NF ─ I've only played it for two dogs and cats. Some of my friends had the album earlier, they also have a dog, and they gave me feedback similar to what I've experienced. The dogs really liked to relax to the record or hang out and sleep around the music. When you have animals, you probably know that they react to music. They have their own taste. They might not be great music critics, but at least the material resonated with them.

sM | You founded International Piano Day seven years ago — what’s surprised you the most about the growth of this holiday?  

NF ─ It is incredible to see the positive reaction from the whole piano community to this idea, which started a bit as a joke. Honestly, I was just in my car, listening to talk radio similar to NPR, and there was news about some international flower day or the international day for this and that. And I always thought that was funny to make an international day for something. Some days have serious origins, and I don't wanna make fun of that because, obviously it’s a good way to give things visibility. And on the other hand, it's also a little bit unoriginal to make an international piano day, so I was like being half serious about it and half joking.

That is why I feel like it is a great success because it was never something we tried with great ambition. We always felt very light about the idea. But it became quite a big event. Every year there are more people hearing about it. And when Paul McCartney sent a photo of him sitting at his piano and said, “Happy International Piano Day, guys.” I was really feeling like, wow, this is going somewhere.

Nils Frahm ©LEITER

sM | For this year’s Piano Day, you released a double LP entitled “Piano Day Volume 1” — what was the selection process for the 32 songs and artists on the album?
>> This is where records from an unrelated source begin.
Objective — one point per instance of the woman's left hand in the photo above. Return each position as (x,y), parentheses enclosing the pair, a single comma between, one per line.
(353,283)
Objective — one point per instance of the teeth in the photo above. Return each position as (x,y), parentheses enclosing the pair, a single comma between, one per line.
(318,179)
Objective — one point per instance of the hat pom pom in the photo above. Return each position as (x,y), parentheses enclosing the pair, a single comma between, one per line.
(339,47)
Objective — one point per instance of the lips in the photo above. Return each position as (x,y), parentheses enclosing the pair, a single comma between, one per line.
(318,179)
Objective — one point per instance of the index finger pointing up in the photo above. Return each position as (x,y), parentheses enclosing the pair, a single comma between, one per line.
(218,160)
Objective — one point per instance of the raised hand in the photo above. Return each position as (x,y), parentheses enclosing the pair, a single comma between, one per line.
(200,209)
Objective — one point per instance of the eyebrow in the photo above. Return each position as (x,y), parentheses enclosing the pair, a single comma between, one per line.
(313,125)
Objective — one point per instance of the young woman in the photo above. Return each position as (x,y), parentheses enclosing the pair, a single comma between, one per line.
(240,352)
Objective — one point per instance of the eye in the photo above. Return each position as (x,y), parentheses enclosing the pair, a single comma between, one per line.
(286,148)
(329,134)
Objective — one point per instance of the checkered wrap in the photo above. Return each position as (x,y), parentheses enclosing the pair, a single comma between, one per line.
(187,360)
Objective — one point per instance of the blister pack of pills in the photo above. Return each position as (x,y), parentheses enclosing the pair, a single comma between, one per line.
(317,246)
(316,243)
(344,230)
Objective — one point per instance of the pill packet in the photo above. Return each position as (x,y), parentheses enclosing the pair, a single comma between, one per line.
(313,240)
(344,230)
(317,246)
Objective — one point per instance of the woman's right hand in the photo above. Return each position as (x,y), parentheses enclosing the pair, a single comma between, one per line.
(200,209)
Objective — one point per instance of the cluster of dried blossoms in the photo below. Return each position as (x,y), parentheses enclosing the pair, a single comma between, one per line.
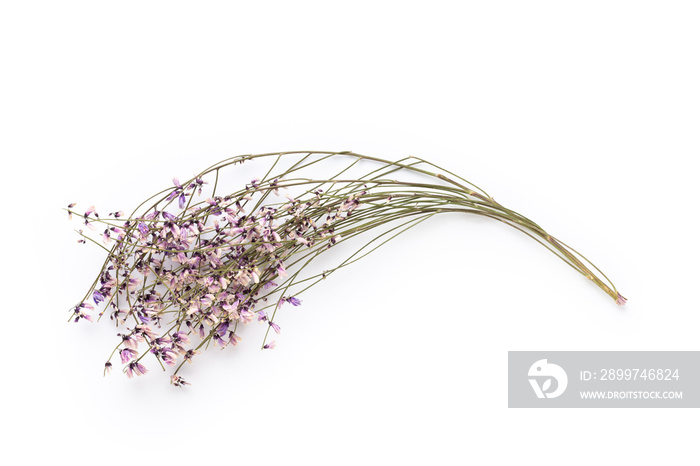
(187,270)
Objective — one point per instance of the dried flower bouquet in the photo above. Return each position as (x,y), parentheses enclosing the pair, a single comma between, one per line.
(192,263)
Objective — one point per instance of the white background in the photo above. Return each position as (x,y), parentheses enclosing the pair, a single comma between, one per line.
(581,115)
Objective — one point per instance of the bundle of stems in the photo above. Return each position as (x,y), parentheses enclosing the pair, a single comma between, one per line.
(188,266)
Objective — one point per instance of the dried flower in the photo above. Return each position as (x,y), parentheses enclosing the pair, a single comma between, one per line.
(192,266)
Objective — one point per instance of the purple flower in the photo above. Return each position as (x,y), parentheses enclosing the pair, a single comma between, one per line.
(270,345)
(127,354)
(293,301)
(178,381)
(169,356)
(135,368)
(98,297)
NF ── I never felt like I needed to curate too much. I also never wanted to feel like Piano Day is about me, or is through me, or is something I did for me. Piano Day has its own thing. It is free. Nobody can own it. I also didn’t want to curate the record by myself. We did it with the team at our label, and I love the people who work there. The selection was not about what I wanted to have on that record, but it was about who cared the most to contribute and get in touch with us first and be a driving force. We had to choose certain things because we had way more requests than we could deal with, but it was very important to us that people who have great talent and no career yet would end up there because it needs to be a platform for exploration.

"Music for the Motion Picture Victoria" Cover Art

sM |  Speaking of the record length of Music For Animals, you wrote the score for the film Victoria (2015), which holds the world record for the longest single shot in cinema at 138 minutes. How did you get involved in that project and what caught your ear about the story it was trying to tell?

NF ─ I remember the time, around 2014 when Director Sebastian Schipper got in touch and asked us to come for coffee to talk about a film project. He’s a guy from Hamburg, the city I was born in, and he did some smaller films about Hamburg, which I think are fantastic.

He showed the whole shot to us without treatment. No after effects, no sound effects, almost no music, but yet the film had strength and power. There’s some real emotion in that movie, and I was so in love with the film, but yet terrified too. As a composer, I felt I could only water it down. I was almost wanting to tell them: “You don’t need music.” And yet he was convinced it needed music, and it was good that he convinced me too.

When you make music for film, when the image cuts, you can also start and stop the music. In Victoria, it was very difficult because there’s no cut in the image, but the music stops. I had a hard time bringing out the music in moments of the film. Bringing in something was always easy but then turning down the score and leaving the movie alone without music, that was something we worked quite hard on.